By Li Xing (China Daily)
Updated: 2008-05-08 07:16

As an ardent supporter of the smoking ban in public places, I was a little disappointed when the municipal government announced last week that restaurants, Internet cafes, parks, and waiting halls at airports, railway stations and coach stations are only required to set up smoking areas under its amended regulation to expand smoke-free public places.

But my husband, a light smoker, says it is already another big stride forward. Beijing has gone a long way from banning smoking in a lot of public places, he says.

There was a time when smokers did not have a bad conscience about smoking in front of non-smokers, including children. I remember my classmates and I were ordered to sit in a small office one day during the "cultural revolution" (1966-76). We were there to listen to an elderly factory chief talking for three hours, and that man lit up 11 cigarettes and drank tea in between.

When his crap ended, I felt smoke filling me from head to toe.

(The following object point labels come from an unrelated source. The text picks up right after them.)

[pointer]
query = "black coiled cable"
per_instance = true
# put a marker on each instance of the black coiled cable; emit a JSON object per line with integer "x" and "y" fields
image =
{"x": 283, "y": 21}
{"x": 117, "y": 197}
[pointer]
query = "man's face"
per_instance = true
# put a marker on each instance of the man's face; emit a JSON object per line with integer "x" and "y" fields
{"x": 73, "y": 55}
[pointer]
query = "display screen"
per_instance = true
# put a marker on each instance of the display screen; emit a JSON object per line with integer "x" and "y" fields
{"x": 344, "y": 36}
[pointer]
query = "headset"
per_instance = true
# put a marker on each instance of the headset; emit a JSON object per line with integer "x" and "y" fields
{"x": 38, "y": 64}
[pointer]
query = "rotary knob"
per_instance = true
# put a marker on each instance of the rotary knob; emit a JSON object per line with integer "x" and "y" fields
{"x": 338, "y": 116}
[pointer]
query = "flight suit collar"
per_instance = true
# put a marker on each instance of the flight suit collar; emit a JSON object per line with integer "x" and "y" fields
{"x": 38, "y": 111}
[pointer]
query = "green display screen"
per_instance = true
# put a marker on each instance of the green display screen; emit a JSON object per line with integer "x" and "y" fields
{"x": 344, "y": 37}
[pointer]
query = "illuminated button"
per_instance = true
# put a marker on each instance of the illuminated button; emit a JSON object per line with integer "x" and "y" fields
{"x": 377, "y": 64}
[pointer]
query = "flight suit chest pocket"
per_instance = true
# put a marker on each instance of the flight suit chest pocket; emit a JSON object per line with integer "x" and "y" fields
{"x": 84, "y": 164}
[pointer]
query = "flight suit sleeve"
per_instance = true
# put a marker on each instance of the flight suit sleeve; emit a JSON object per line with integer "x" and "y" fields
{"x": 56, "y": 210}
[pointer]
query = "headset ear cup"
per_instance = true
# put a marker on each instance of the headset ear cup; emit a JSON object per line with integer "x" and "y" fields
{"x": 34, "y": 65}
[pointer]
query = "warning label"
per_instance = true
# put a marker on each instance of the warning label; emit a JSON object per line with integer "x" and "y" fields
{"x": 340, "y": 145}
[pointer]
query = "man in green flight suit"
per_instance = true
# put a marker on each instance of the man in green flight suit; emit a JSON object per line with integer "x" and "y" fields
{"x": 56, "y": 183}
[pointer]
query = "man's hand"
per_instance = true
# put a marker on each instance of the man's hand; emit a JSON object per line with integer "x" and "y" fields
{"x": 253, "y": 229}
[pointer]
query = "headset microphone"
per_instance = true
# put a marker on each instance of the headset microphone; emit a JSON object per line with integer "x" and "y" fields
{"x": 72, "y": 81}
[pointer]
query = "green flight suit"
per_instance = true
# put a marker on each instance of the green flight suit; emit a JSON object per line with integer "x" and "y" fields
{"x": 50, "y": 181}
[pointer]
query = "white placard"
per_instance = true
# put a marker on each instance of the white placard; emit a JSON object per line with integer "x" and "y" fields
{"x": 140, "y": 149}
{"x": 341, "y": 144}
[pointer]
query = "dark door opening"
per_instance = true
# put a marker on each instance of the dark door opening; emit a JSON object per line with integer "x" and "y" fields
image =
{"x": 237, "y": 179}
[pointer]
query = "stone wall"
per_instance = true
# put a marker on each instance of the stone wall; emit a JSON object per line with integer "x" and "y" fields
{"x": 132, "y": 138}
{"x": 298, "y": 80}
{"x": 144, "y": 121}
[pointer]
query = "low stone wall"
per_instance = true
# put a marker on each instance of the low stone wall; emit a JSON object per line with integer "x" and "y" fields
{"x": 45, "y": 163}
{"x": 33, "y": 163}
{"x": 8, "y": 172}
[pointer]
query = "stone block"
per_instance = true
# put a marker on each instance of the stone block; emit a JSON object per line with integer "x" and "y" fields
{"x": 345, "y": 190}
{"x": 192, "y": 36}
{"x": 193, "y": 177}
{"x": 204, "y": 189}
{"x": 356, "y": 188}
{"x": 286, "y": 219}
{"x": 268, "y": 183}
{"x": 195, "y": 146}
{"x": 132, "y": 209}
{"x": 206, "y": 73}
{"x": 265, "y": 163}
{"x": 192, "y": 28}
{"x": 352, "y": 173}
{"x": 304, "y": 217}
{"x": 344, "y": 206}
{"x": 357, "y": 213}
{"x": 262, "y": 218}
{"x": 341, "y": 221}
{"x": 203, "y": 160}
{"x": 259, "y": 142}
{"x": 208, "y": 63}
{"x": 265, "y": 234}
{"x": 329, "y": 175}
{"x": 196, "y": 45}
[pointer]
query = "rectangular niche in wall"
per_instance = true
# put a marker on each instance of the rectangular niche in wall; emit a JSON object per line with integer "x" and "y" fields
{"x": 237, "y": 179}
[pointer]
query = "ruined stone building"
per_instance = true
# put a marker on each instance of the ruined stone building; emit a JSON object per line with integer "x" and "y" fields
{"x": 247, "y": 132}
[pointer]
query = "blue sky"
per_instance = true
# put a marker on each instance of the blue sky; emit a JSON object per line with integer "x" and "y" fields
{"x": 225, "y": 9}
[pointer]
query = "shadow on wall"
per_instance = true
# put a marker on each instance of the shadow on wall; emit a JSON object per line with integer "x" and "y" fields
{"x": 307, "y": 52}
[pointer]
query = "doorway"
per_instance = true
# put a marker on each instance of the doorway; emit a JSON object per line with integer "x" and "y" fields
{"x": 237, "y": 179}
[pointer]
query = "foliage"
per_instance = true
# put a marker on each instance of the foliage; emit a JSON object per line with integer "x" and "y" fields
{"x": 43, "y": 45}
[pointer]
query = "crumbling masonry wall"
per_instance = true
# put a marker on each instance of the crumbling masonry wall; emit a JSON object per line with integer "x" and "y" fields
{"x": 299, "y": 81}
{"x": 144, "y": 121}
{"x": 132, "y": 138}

My husband is right in stating that we hardly see one smoke inside a department store or supermarket or a shopping mall nowadays. I used to stop people from smoking in such public places as buses, cinemas or meeting halls, but there is no need for me to do it any longer, simply because almost no one smokes in those places any more.

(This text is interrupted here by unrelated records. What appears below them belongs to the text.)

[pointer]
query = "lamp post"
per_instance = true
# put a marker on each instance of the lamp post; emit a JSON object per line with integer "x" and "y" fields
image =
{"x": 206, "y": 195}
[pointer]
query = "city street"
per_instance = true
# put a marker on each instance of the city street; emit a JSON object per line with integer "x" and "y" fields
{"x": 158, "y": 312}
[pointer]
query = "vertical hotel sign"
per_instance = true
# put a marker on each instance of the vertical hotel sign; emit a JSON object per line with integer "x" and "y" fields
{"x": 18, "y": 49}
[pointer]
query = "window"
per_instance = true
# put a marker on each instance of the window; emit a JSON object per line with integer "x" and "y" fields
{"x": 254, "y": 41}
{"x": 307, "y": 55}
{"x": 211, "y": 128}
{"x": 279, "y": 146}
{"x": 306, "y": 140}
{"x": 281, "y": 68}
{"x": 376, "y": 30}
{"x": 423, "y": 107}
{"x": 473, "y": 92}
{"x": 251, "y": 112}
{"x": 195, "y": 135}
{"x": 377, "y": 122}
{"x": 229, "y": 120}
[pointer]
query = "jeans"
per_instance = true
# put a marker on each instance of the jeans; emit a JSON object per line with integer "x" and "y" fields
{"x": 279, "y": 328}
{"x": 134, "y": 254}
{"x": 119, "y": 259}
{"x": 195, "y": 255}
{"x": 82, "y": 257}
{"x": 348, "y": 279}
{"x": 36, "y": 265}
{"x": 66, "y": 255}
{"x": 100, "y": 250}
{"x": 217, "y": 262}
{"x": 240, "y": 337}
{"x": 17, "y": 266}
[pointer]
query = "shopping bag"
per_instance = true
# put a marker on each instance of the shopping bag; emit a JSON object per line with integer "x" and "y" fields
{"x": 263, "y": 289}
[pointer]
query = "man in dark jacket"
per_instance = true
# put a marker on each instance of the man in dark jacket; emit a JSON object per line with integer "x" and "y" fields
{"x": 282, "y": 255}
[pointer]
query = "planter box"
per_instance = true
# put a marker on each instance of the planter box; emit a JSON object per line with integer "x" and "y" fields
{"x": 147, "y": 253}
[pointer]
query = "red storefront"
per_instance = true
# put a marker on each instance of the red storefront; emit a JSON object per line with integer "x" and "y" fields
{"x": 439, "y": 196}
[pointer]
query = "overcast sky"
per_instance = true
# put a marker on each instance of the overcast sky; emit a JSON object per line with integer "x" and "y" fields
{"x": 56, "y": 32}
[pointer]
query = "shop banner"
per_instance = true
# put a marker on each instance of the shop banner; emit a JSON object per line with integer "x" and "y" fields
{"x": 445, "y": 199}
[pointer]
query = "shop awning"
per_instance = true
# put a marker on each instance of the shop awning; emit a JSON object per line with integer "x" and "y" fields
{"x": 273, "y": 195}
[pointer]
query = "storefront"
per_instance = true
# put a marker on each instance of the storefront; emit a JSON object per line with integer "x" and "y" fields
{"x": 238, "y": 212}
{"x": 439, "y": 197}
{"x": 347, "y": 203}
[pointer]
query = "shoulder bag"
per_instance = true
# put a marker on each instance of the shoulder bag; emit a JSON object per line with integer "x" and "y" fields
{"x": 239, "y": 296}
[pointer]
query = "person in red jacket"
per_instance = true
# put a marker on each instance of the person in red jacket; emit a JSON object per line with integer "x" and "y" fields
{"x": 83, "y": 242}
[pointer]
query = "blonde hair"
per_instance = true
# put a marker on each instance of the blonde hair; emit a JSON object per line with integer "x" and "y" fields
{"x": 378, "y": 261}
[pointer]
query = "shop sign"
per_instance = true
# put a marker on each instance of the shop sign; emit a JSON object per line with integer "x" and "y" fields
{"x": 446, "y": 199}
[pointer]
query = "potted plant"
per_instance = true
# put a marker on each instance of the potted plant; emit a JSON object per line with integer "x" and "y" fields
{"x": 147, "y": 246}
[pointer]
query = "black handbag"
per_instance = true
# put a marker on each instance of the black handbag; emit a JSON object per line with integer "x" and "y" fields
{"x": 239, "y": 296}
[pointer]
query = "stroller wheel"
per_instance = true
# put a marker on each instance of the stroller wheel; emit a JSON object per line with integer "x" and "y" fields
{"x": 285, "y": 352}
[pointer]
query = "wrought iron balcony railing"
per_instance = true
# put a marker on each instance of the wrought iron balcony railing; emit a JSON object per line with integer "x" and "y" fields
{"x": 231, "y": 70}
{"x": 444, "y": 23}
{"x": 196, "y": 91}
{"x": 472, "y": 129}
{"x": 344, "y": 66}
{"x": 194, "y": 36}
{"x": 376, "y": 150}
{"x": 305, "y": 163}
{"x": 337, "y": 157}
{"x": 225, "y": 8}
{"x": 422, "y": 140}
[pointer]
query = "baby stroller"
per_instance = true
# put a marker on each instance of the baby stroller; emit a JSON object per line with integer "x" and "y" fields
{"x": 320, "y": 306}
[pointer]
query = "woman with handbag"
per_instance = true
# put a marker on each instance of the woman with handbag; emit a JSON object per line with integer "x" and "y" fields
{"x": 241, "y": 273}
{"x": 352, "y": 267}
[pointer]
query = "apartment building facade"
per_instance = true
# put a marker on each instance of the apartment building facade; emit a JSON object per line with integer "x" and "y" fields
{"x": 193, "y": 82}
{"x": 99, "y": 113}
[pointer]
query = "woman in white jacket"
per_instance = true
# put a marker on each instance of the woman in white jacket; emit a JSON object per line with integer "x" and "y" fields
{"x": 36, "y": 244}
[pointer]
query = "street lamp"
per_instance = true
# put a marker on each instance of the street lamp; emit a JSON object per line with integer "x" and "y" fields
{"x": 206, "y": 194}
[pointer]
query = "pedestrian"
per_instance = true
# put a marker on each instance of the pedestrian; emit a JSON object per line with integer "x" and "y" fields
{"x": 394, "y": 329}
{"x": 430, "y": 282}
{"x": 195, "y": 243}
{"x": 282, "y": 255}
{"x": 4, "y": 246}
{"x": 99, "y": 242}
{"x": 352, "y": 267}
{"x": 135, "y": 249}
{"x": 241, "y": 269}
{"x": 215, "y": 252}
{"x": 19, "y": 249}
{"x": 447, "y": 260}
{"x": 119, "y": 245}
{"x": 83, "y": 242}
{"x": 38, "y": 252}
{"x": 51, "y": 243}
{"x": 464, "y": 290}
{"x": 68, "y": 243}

Most of the people observe the bans in no-smoking areas.

Despite the progress, my husband also argues that it is too impractical to force restaurants into a total smoking ban.

"How long has it taken for the restaurants and bars in developed countries to ban smoking?" he asks.

This is a good question. In the 1990s, he traveled to the United States a few times and worked in Canada for more than three years. Restaurants were among the few places where people still smoked.

Two years ago, he went to the US on a business trip. Even today, he can still feel the shock when he tells about dining in the open at a restaurant in Boston. "I took out a cigarette and asked if I can light up, and my American colleague told me I should not smoke there because there is a total ban on smoking in public places, including this open quarters within the restaurant," he recalls.

The problem, as those with other laws and regulations, is enforcement.

Hospitals, kindergartens, schools and other indoor educational, entertainment and sports venues were made smoke-free years ago.

But how free these places are from smoking is anybody's guess. Last year, I personally saw an in-patient sitting next to me outside an operation theater in a hospital lighting up a cigarette.

When we protested, he stood up and waddled away, continuing to smoke.

Last year, the municipal government issued a decree banning smoking in taxis and encouraging customers to stop riding in taxis if the driver smokes, or even to report the driver.

But how many customers do that, I wonder. Now and then, I can smell the cigarette smoke when I ride in a taxi, but I do not have the heart to cause trouble that might cost the taxi driver his job.

I believe more stringent efforts should focus on venues closest to the Games as we are promising a smoke-free Olympics.

Especially, work should be done to train the volunteers and other staff workers in refraining from smoking in the Olympics venues.

After all, during a test event in February, a friend of mine was aghast seeing an attendant light up inside the lobby of the Water Cube.

It is my hope that that sight was only an exception, rather than the rule.